2. Collect Parallel Performance Data

Run each case 7 times.
Record execution times in a file: "resultsMachinename.txt"
Analyze your data and prepare for discussion:

Contrast the execution times for mandSEQ and mandOMP for OMP_NUM_THREADS=1. What is the difference between mandSEQ and mandOMP for OMP_NUM_THREADS=1? Write down an explaination of what you see and why you think it is happening.
Make observations about the collected data including:
How many decimal digits are significant?
How variable are the execution times?
To summarize the data we will remove the extreme values (min/max) and average the remaining five runs. You may want to check the variance of each observation (make sure the deviation from the mean is below the 2% threshold). You may want to write some kind of a script to assist in compiling averages.
Build a table with a row for each p containing the speedups you see for p=1, 2, ... , 8.

(average) time in seconds in significant decimal digits or
speedup or
efficiency

Plot time, speedup, or efficiency against the number of threads. You can use any plotting tool, or plot by hand. What do you observe? Can you explain your observations?

3. Scheduling of Parallel Mandelbrot

In section 2 above you probably did not get perfect speedup, not even linear speedup!

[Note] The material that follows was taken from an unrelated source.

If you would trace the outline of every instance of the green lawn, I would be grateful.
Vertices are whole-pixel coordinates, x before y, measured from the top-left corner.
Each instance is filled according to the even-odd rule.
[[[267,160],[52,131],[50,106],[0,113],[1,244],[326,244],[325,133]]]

Convince yourself that even though the outer loops of Mandelbrot are very nice and regular, the inner loop IS NOT! Study the mandelbrot image.

What does a certain pixel value tell you about the number of iterations in the inner loop?
Look at the fractal image; where is most of the work done?
What does that say about the amount of work the various threads have to do? (hint: Think about 2 vs 3 threads.)
Find a better scheduling strategy, (check out dynamic scheduling) and plot your new results.